Adepto do clássico estilo populista, de gritaria e linguagem chula, até então exclusividade do Peronismo, Milei ficou famoso anos atrás ao participar dos programas de fofocas na TV como comentarista econômico (pois é, até nos programas de fofocas argentinos tem economia) e por sua cabeleira esdrúxula. Dos programa de fofocas, pulou para a política. Ele considera o ex-presidente Maurício Macri, de centro-direita, um “socialista”.
O que levou à derrota do Peronismo
Há vários motivos por trás da derrota do governo nas urnas nessas eleições parlamentares. Um deles é a inflação, que em outubro chegou a 3,5%, o que indica um acumulado de 52% nos últimos 12 meses. Um dos sinais de que existem enormes temores pelo futuro a curto e médio prazo é a escalada do dólar, o refúgio favorito dos argentinos para momentos de crise. Na semana passada, a divisa americana, no mercado informal, bateu recorde desde 1991, chegando a 207 pesos.
Além disso, existe irritação pela lenta vacinação contra a COVID-19. A campanha começou em dezembro e até agora somente 59% da população está plenamente vacinada. Muito menos que o Chile, com 81%, ou o Uruguai, com 75%.
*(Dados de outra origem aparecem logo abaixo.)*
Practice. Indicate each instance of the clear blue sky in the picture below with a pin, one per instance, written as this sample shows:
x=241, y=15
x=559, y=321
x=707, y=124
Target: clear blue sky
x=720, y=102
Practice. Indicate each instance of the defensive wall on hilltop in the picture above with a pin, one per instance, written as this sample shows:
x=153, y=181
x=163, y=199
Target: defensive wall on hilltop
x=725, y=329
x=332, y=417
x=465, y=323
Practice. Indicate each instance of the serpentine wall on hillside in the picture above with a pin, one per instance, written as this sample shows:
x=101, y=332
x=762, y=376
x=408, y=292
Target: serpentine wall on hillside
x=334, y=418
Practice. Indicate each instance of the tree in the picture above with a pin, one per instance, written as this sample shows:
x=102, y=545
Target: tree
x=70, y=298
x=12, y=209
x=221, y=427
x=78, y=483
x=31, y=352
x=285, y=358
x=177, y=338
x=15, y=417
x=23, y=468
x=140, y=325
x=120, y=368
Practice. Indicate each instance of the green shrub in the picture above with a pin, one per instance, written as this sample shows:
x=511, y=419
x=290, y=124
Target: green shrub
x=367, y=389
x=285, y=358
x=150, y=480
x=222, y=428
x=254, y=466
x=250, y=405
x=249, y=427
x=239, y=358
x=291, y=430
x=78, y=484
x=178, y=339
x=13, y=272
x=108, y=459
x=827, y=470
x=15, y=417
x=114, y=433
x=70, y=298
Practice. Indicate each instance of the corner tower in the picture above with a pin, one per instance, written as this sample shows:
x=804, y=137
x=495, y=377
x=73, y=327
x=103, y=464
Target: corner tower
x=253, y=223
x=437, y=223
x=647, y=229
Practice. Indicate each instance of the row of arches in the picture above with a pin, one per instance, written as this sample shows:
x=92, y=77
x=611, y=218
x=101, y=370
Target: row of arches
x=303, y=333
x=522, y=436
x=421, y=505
De quebra, o governo protagonizou escândalos relativos à pandemia. Um deles foi o caso dos “vacinados-VIP”, de dezenas de políticos e amigos do poder que furaram a fila da vacinação. Mas o caso que o próprio governo admite que foi um duro baque foi a divulgação das fotos do aniversário da primeira-dama, em plena pandemia em julho passado, fazendo uma festa na residência presidencial de Olivos, sem distanciamento e sem máscara. Na mesma época, o presidente proibia a realização de reuniões familiares.
Além disso, os últimos meses foram intensamente marcados pela falta de organização do governo, com declarações disparatadas dos ministros e do próprio presidente. Uma fonte do governo admitiu que ocorreu uma overdose fora do normal de mancadas: “Damos um tiro no pé a cada semana!”
Spoiler
Nunca se pode bater o martelo sobre a política argentina. Como poderão ver, em parte alguma do texto coloquei algo como “é o fim do peronismo” ou “é o fim do kirchnerismo”, já que na política argentina tudo é possível, mais ainda se na variável um dos protagonistas é o Peronismo.
Mas, o que é afinal o Peronismo?
Um dos slogans históricos dos peronistas é “Ni yanquis ni marxistas, peronistas!”. Isto é, “nem ianques, nem marxistas, peronistas!”, para indicar que não são de esquerda nem de direita. Na realidade são tudo isso ao mesmo tempo. Um presidente peronista pode assinar um decreto neoliberal na hora do almoço e na hora do cafezinho estampar sua rubrica em um projeto de lei intervencionista estatal.
Perón, o fundador do Peronismo, era amigo dos ditadores de direita do Paraguai, Alfredo Stroessner, e da Nicarágua, Anastácio Somoza. Néstor e Cristina Kirchner citavam as frases de Perón, mas faziam pose para fotos ao lado do cubano Fidel Castro. Nos anos 90, Cristina foi aliada do peronista neoliberal Carlos Menem e foi respaldo crucial para as privatizações. No entanto, uma década e meia depois, ela reestatizou o que havia privatizado (e com apoio do ex-neoliberal Menem!). O Peronismo se aliou à igreja nos anos 80 contra a lei de divórcio… mas em 2010 aprovou a lei de casamento entre pessoas do mesmo sexo.
Por isso, nunca se pode subestimar a capacidade de metamorfose (e sobrevivência) do Peronismo.